Within the degenerative and deformity populations undergoing complex spine surgery, the mFI and 5-item mFI are sensitive risk stratification tools for predicting postoperative AEs. These tools have been validated using a robust study methodology in large cohorts with accurate, precise and reproducible risk estimates. Additionally, the mFI and 5-item mFI are reliable tools given the high degree of concordance between their respective frailty tiers. Lastly, since few deficits are required to assess frailty, both tools are easily applicable without the need for an extensive chart review, special tests or training.
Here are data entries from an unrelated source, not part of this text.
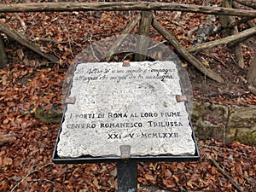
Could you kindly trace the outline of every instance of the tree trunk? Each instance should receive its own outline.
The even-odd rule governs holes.
[[[256,96],[256,55],[254,55],[252,65],[248,69],[247,79],[250,91]]]
[[[0,13],[43,11],[131,11],[172,10],[212,15],[227,15],[256,17],[256,10],[225,9],[194,4],[160,2],[114,2],[114,3],[1,3]]]
[[[7,64],[7,56],[4,51],[4,44],[0,35],[0,68],[4,68]]]

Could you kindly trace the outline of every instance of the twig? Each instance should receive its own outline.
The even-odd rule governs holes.
[[[29,173],[27,173],[17,184],[15,184],[15,186],[10,190],[10,192],[13,192],[28,176],[30,176],[31,174],[39,172],[41,169],[44,168],[45,166],[53,165],[53,163],[48,163],[43,166],[41,166],[39,169],[36,169],[34,171],[30,172]]]
[[[26,32],[26,26],[24,22],[24,20],[19,16],[19,15],[17,13],[15,13],[15,15],[17,17],[17,19],[20,20],[20,23],[23,28],[23,30]]]
[[[227,177],[231,184],[234,186],[234,188],[238,191],[238,192],[242,192],[242,190],[241,189],[241,188],[233,181],[233,179],[220,167],[220,166],[216,162],[215,160],[213,160],[213,158],[210,155],[210,154],[204,154],[206,155],[206,157],[211,160],[211,162],[218,168],[218,170],[225,177]]]
[[[95,55],[95,52],[94,52],[94,49],[93,49],[93,47],[92,47],[93,44],[90,45],[90,49],[92,52],[92,55],[94,56],[94,58],[98,61],[100,62],[101,61],[99,60],[99,58]]]

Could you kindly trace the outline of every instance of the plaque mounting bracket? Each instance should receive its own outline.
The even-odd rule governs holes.
[[[177,102],[188,102],[188,96],[179,96],[179,95],[177,95],[176,96],[176,101]]]
[[[65,104],[74,104],[76,102],[76,97],[66,97],[64,103]]]
[[[130,159],[131,145],[120,145],[121,159]]]

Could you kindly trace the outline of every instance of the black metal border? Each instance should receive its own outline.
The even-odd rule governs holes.
[[[174,61],[176,64],[176,61]],[[79,65],[79,63],[77,64]],[[77,65],[75,67],[75,68],[77,67]],[[178,70],[177,70],[178,72]],[[73,81],[73,79],[72,79]],[[183,94],[183,84],[181,82],[180,79],[180,85],[181,85],[181,89],[182,89],[182,93]],[[70,84],[70,89],[68,93],[70,93],[70,90],[72,87],[72,84]],[[118,162],[118,161],[121,161],[124,160],[123,159],[121,159],[120,157],[118,156],[104,156],[104,157],[93,157],[90,155],[84,155],[84,156],[80,156],[78,158],[61,158],[58,156],[57,154],[57,145],[60,140],[60,135],[61,132],[61,125],[64,121],[64,113],[65,111],[67,110],[67,105],[65,105],[65,109],[63,110],[63,115],[62,115],[62,119],[61,119],[61,125],[60,125],[60,130],[58,132],[58,136],[56,138],[56,142],[55,144],[55,148],[53,151],[53,155],[52,155],[52,161],[55,164],[84,164],[84,163],[104,163],[104,162]],[[185,103],[186,108],[187,108],[187,105]],[[188,109],[187,109],[188,110]],[[137,161],[137,162],[147,162],[147,161],[150,161],[150,162],[160,162],[160,161],[164,161],[164,162],[181,162],[181,161],[196,161],[199,160],[200,158],[200,152],[198,149],[198,146],[196,143],[196,140],[195,140],[195,132],[193,130],[193,126],[191,124],[191,120],[189,118],[189,125],[192,130],[192,138],[194,140],[195,143],[195,152],[194,155],[144,155],[144,156],[131,156],[129,160],[134,160],[134,161]]]

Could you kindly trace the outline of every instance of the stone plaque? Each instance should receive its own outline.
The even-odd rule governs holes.
[[[57,154],[120,156],[125,145],[131,156],[194,155],[181,87],[173,61],[78,64]]]

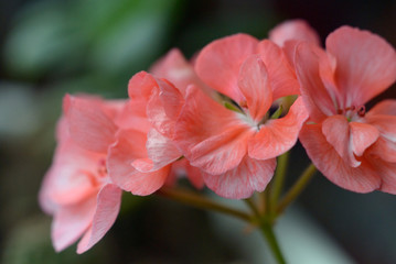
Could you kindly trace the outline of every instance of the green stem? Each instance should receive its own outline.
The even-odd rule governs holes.
[[[272,226],[267,221],[263,220],[260,226],[261,233],[267,240],[269,248],[272,251],[272,254],[279,264],[286,264],[282,252],[280,251],[279,243],[275,237]]]
[[[278,157],[278,166],[275,172],[272,189],[269,197],[271,210],[275,210],[279,200],[280,193],[283,188],[285,175],[289,162],[289,152],[283,153]]]
[[[301,174],[300,178],[295,183],[295,185],[290,188],[290,190],[285,195],[285,197],[280,200],[277,215],[283,212],[283,210],[296,200],[296,198],[301,194],[301,191],[307,187],[308,183],[317,172],[317,168],[313,164],[310,164],[306,170]]]
[[[186,204],[189,206],[222,212],[225,215],[229,215],[229,216],[239,218],[247,222],[251,222],[251,217],[248,213],[223,206],[223,205],[217,204],[202,195],[197,195],[197,194],[194,194],[194,193],[185,190],[185,189],[162,187],[159,190],[159,194],[167,198],[170,198],[172,200],[176,200],[182,204]]]

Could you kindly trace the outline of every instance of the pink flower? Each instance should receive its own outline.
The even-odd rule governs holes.
[[[295,64],[310,112],[300,140],[313,164],[345,189],[396,194],[396,102],[364,107],[395,81],[395,50],[342,26],[328,36],[327,52],[300,44]]]
[[[40,204],[54,216],[55,250],[62,251],[82,237],[77,253],[83,253],[105,235],[119,211],[121,190],[108,177],[106,157],[125,101],[66,96],[63,107],[57,147]]]
[[[270,41],[237,34],[204,47],[195,70],[229,99],[223,96],[224,101],[215,101],[190,86],[174,141],[220,196],[240,199],[263,191],[272,177],[276,156],[295,145],[308,117],[300,99],[285,117],[268,116],[275,100],[299,92],[282,50]]]

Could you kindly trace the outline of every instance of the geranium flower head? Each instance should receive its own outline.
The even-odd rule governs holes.
[[[394,117],[366,112],[364,106],[395,81],[395,50],[375,34],[342,26],[328,36],[327,52],[299,44],[295,64],[312,121],[300,140],[314,165],[343,188],[395,193],[396,188],[389,188],[395,178],[384,180],[379,173],[378,165],[387,160],[385,152],[372,151],[393,133],[384,132],[384,127],[395,125]],[[393,112],[393,103],[386,107]],[[387,175],[394,173],[389,169]]]
[[[224,101],[190,86],[174,141],[216,194],[240,199],[264,190],[275,157],[296,143],[308,117],[298,99],[285,117],[269,118],[275,100],[299,92],[282,50],[268,40],[236,34],[204,47],[195,70]]]
[[[124,105],[93,97],[64,98],[54,161],[40,190],[41,207],[54,217],[56,251],[79,238],[77,253],[89,250],[117,218],[121,190],[108,177],[106,156],[117,130],[111,120]]]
The mFI is not a sensitive risk stratification tool in the non-complex degenerative, tumor, or trauma spine populations due to conflicting evidence, poor study methodology, and construct limitations of the mFI. Since the mFI is mainly composed of deficits that assess comorbidity status, it is not sensitive for assessing the multiple systems affected by frailty. Consequently, in healthy patients with little to no comorbidities undergoing spine surgery, the mFI is significantly underpowered as a risk stratification tool 24, 27. In the tumor population, the construct does not account for the physiological effects of metastatic disease, such as tumour burden and adjunctive therapy. These factors influence underlying physiological reserve and confound the relationship between frailty and postoperative AEs 35, 36, 79. Within the thoracolumbar trauma population, poor study design and insufficient evidence limit the validity of the mFI as a risk stratification tool. Finally, in the tSCI population, the magnitude of the injury, patient age, and total motor score on admission overpowers any association between the mFI and postoperative AEs 33.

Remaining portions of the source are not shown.